Following its establishment, Starpharma entered into a Technology Agreement with BRI under which it licensed the commercialisation rights to the dendrimer technology on an exclusive basis. It agreed to pay a royalty of 25% of the future net earnings received by Starpharma through its exploitation of the technology (Starpharma 2000a). It also entered into research contracts with a number of Australian and overseas research organisations to further develop the technology. Starpharma's stated intention was to 'fund and develop these projects to the point of proving efficacy in humans (phase II clinical trials) prior to licensing to a pharmaceutical company' (Starpharma 2000a: 16).

The relationship with BRI during this period was particularly close. BRI was retained under contract from 1997 to provide a range of R&D services at a cost of $1 million per annum (Starpharma 1999). Dr Peter Colman was both a director of Starpharma and Managing Director of BRI. Dr John Raff in September 1996 left BRI to become CEO of Starpharma (Starpharma 2000a) and was appointed to the Board in April 2000 (Starpharma 2000b). Other key BRI/CSIRO staff members to join Starpharma during this foundation period included the co-inventors of the BRI technology Dr Barry Matthews and Dr George Holan, who became Research Director and Senior Scientific Consultant respectively at Starpharma (Starpharma 2000a).

Fund raising

Much of Starpharma's funding in the period to 2000 was from government grants. Under the Federal Government's START program it received two grants totalling $5.65m (Starpharma 1999) and it was also successful in obtaining a small grant from the US National Institute of Health (NIH).

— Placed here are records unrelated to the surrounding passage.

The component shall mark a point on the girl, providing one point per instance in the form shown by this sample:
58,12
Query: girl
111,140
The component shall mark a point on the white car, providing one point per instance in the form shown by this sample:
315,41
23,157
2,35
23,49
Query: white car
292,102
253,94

From 1997 however a series of capital raisings provided an increasing share of Starpharma's funds for its development program. As shown in Table 1, Starpharma has raised a total of $47.1m in equity capital raisings and received government grants of $7.1 to fund R&D expenditure of $31.3m.

An initial private placement of $5m was undertaken in 1997 to establish the company. At the same time founders' shares representing 60% of the company's equity were issued to directors and management. Despite dilution to about 2025%, this has allowed a group of initial stakeholders to retain practical control over the affairs of the enterprise helping achieve a consistent business strategy. The largest single shareholder is Acorn Capital Ltd, a passive microcap manager with about 8% (Jackson 2005).